Printing is done by sending (piping) the story output directly to the default printer with

    make story | lpr
Adding a button

To detect a button press, where a button has been wired up to a GPIO pin, there are several options available. These still need to be investigated, but they include:  Node-RED, WiringPi (C code and used in a previous project) or RPi.GPIO (Python)

  • Node-RED: This is a large-ish application, but it works well and does not require any addional configuration on system start-up and shut-down.
  • WiringPi: This C/C++library is useful for creating lightweight binary programs, but requires additional configuration to enable the created files to restart on reboot/startup. It is no longer being activity supported by it’s developer, but is open source software.
  • RPi.GPIO: Python library that together with Python makes writing scripts that interact with the GPIO on the RasberryPi very easy.

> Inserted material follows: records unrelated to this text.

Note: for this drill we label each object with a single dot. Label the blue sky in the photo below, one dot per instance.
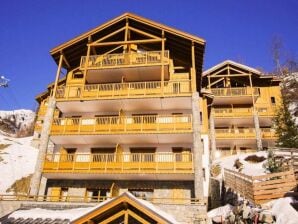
(240, 30)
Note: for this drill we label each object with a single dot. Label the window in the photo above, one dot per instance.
(142, 154)
(142, 193)
(182, 154)
(102, 154)
(77, 76)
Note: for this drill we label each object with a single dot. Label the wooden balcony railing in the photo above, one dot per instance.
(244, 133)
(247, 133)
(124, 60)
(232, 112)
(124, 90)
(268, 133)
(263, 188)
(123, 163)
(241, 91)
(95, 199)
(266, 111)
(123, 125)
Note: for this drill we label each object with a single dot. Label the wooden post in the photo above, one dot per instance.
(162, 62)
(193, 65)
(86, 63)
(57, 75)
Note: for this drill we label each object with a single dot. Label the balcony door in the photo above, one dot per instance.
(142, 154)
(181, 154)
(104, 154)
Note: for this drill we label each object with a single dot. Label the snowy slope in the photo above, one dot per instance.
(17, 123)
(17, 160)
(251, 169)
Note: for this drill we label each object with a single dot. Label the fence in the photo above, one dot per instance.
(260, 189)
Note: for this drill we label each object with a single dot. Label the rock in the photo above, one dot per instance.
(266, 217)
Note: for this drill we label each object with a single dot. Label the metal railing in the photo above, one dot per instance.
(123, 125)
(124, 90)
(235, 91)
(119, 163)
(124, 59)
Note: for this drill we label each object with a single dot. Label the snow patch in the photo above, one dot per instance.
(18, 160)
(251, 169)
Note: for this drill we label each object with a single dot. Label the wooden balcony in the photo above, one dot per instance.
(123, 125)
(228, 92)
(247, 133)
(266, 111)
(124, 163)
(124, 90)
(244, 133)
(232, 112)
(133, 59)
(268, 133)
(241, 95)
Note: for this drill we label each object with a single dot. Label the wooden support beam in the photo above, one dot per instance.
(162, 62)
(137, 217)
(65, 60)
(144, 33)
(227, 75)
(126, 42)
(114, 49)
(57, 75)
(113, 217)
(213, 83)
(193, 65)
(252, 92)
(86, 63)
(126, 217)
(107, 36)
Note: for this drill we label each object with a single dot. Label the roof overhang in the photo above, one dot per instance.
(179, 43)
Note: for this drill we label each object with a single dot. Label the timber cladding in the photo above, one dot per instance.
(260, 189)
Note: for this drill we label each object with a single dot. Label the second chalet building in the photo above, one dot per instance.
(135, 113)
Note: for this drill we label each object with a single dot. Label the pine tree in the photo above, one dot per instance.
(285, 127)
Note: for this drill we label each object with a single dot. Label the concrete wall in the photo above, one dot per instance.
(185, 214)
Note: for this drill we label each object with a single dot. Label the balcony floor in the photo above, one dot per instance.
(124, 139)
(117, 176)
(139, 104)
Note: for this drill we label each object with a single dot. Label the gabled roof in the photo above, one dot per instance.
(233, 63)
(178, 42)
(131, 16)
(136, 208)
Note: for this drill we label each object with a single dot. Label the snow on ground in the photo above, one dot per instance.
(36, 213)
(18, 160)
(251, 169)
(284, 212)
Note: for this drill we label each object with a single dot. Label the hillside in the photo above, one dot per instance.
(17, 156)
(17, 123)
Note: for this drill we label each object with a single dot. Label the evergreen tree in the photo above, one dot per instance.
(285, 127)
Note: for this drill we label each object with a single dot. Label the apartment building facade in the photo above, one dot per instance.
(243, 107)
(128, 116)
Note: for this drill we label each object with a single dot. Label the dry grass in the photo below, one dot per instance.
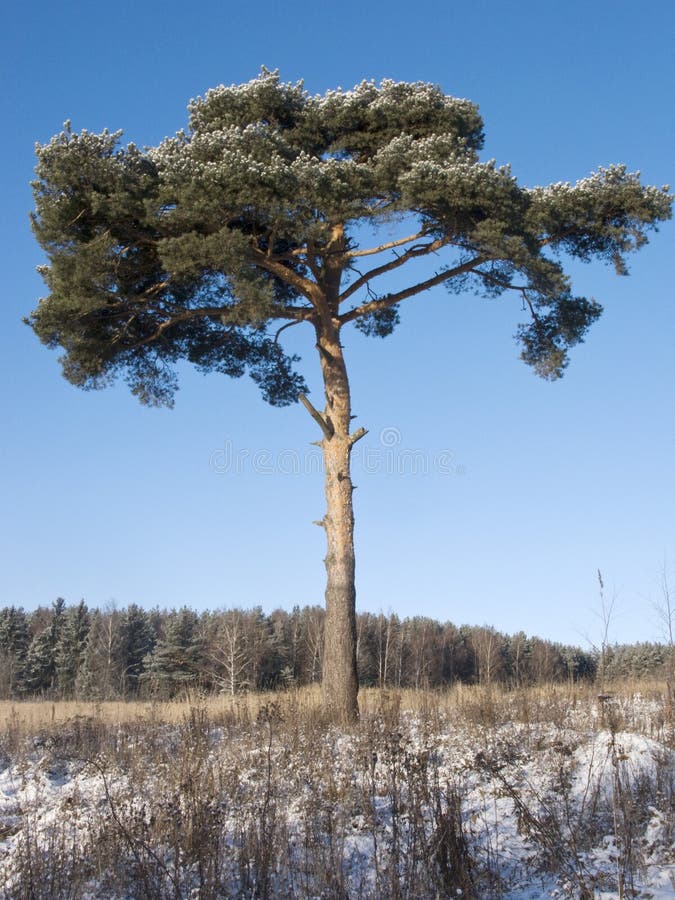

Each of these approaches will need to take care of button bounce/noisy inputs, and stop multiple press events happening in a short period. Some hardware conditioning may also be necessary.

Notes:
[1] Very quick. There are no options for recording any statistics about which stories are printed, or when, which might be a useful thing to record and report on.
[2] The fortune package has a very long history, originally appearing in very early editions of UNIX operating systems.
[3] Stories fro testing were created from the inital paragraphs from “The Princess Bride”, “War and Peace” and “A Tale of Two Cities”.